Types of Home Siding Homeowners Should Consider
Replacing home siding is a great way to improve the look and value of the entire property. Since there is such a wide variety in styles and prices, people should carefully think about siding materials before making a choice. Here are five of the most popular options homeowners could consider.
1. Vinyl Siding
In bang for the buck, there is little that beats vinyl siding. That is why vinyl takes up almost a third of the siding market. Vinyl siding came out in the 1990's as an inexpensive material that is pretty simple to maintain and can keep its color over time. Unlike wood, vinyl does not absorb water. Homeowners do not have to worry about the color flaking off due to weather or wind. The paint color is applied to the siding before installation, and could fade in direct sunlight. Cleaning takes little time, often only calling for a high-pressure washing.
2. Stucco Siding
For people who live in a moderately-dry area and want a good long-term investment, stucco could be the best choice. Compared to vinyl, stucco can be somewhat difficult to install and maintain. Siding installers have to put a metal screen onto the home exterior, and then apply the stucco onto the screen. Once dry, the material could chip or crack. Fortunately, repairs are usually fairly reasonable. Periodically repainting the exterior helps to keep it in good condition and provide a modern look for the home. With excellent care, one stucco application could possibly last as long as the house.
3. Brick Veneer
For many decades, brick has been an ideal option for home siding. Brick is a solid and heavy material, which sometimes serves to support the house as much as cover its exterior. This makes brick more expensive than other siding choices, but also a hardier one. It blocks wind, rain, and cold weather. It is less likely to chip or break without direct impact. Brick does not need to be painted, but it can be painted in a lot of cases. If homeowners keep it clean and the mortar in good repair, they could get decades of use out of this type of siding.
4. Fiber Cement Siding
The concept of fiber cement siding is fairly new, but it is claiming a larger portion of the siding market every year.
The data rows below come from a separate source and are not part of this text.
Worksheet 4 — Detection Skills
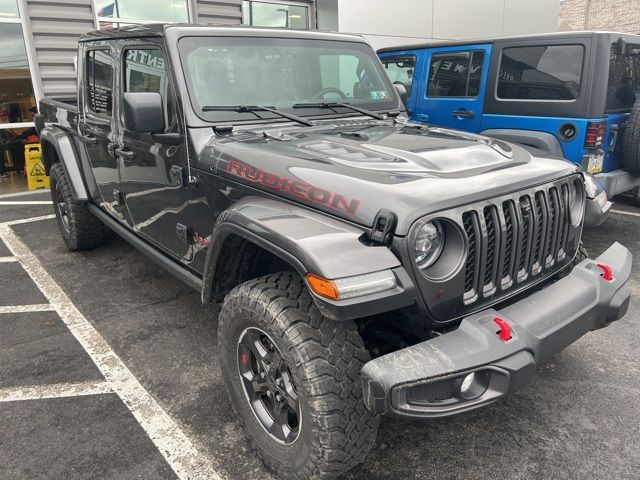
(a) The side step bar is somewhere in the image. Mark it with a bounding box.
[87,203,202,292]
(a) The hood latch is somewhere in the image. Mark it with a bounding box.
[369,208,397,245]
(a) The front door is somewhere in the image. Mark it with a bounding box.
[79,44,124,220]
[414,44,491,132]
[116,40,213,270]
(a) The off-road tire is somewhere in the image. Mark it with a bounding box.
[49,163,104,251]
[622,100,640,175]
[218,272,379,480]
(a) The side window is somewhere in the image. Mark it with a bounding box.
[496,45,584,101]
[381,55,416,97]
[123,47,173,127]
[427,50,484,97]
[86,49,113,116]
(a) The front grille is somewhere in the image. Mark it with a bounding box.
[462,178,582,306]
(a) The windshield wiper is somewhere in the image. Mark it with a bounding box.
[293,102,384,120]
[202,105,313,127]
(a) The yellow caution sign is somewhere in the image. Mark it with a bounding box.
[24,143,49,190]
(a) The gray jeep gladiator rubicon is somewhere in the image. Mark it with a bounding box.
[36,25,631,479]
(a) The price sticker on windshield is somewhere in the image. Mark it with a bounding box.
[587,153,604,173]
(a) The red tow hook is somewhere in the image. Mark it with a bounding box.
[598,263,613,282]
[493,317,511,342]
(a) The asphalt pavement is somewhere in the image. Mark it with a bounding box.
[0,189,640,480]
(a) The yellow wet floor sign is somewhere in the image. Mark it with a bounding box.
[24,143,49,190]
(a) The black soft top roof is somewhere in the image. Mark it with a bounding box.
[79,23,366,43]
[378,31,640,53]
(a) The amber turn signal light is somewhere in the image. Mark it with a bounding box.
[307,273,340,300]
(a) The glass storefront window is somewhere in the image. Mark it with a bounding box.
[94,0,189,23]
[0,0,20,18]
[0,23,36,124]
[242,0,309,30]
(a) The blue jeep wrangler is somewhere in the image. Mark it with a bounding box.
[378,32,640,224]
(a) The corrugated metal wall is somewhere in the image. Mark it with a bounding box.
[27,0,95,96]
[21,0,242,96]
[194,0,242,24]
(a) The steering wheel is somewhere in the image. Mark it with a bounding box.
[311,87,349,101]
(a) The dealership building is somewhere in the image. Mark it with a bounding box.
[0,0,559,137]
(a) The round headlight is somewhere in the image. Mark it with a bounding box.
[413,221,445,270]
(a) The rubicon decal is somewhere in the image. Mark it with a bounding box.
[227,160,360,215]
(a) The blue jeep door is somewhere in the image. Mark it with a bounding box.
[414,44,491,132]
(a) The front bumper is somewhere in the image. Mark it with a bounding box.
[362,243,632,417]
[594,170,640,198]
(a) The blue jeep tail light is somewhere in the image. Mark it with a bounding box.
[584,122,607,150]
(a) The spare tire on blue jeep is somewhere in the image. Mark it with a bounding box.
[622,100,640,175]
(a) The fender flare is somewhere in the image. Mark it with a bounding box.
[202,197,415,319]
[40,126,89,200]
[480,128,564,158]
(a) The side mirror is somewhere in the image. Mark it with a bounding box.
[123,92,164,133]
[393,82,407,105]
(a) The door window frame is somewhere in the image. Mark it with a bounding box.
[117,40,180,134]
[82,44,118,123]
[0,0,44,130]
[424,48,489,100]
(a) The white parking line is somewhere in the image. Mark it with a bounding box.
[0,220,222,480]
[0,200,53,205]
[0,303,53,314]
[611,209,640,217]
[0,213,56,226]
[0,188,50,198]
[0,381,113,403]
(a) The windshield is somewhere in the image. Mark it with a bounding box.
[607,43,640,112]
[381,55,416,97]
[178,37,399,121]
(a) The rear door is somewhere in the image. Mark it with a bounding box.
[416,44,491,132]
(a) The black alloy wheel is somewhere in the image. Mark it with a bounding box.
[238,327,301,444]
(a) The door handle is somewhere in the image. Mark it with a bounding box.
[451,110,473,118]
[113,147,136,165]
[80,134,98,145]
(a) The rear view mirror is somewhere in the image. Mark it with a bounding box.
[393,82,407,104]
[123,92,164,133]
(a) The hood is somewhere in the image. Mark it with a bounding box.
[198,121,578,235]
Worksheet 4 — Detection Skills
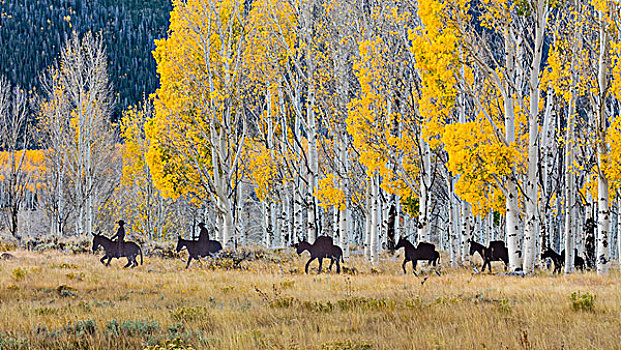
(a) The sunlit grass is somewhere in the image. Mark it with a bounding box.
[0,251,621,349]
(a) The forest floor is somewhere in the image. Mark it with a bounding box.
[0,247,621,350]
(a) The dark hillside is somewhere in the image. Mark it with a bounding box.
[0,0,171,117]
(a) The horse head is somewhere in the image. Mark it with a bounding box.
[395,236,407,250]
[541,248,554,259]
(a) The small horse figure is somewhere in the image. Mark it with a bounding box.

This combination of plant matter, cement, and ash or sand can be shaped and painted to look like almost any other siding. This allows supreme flexibility for homeowners who want the appearance of brick or wood, in a modern style that is easier to install and maintain. Fiber cement usually costs more than vinyl, but it could hold up better and longer. It may also be less costly and complicated than brick or stucco.
5. Wood Siding
Siding made of wood was more popular in the past, but could still be an appropriate choice for modern homes. Although other materials can mimic the look and feel of real wood, they are not quite the same. Unlike more modern materials, wood siding could be fairly easy to repair or replace. It does have a higher maintenance burden, and could burn in a wildfire or house fire. Homeowners with wood siding must paint it regularly to help keep moisture out.
Upgrading home siding is a moderate investment that calls for the right choice in materials. When homeowners put in the effort to understand which options are best for the neighborhood and their particular homes, their investment is more likely to pay off should they ever wish to sell their Playa Del Rey home.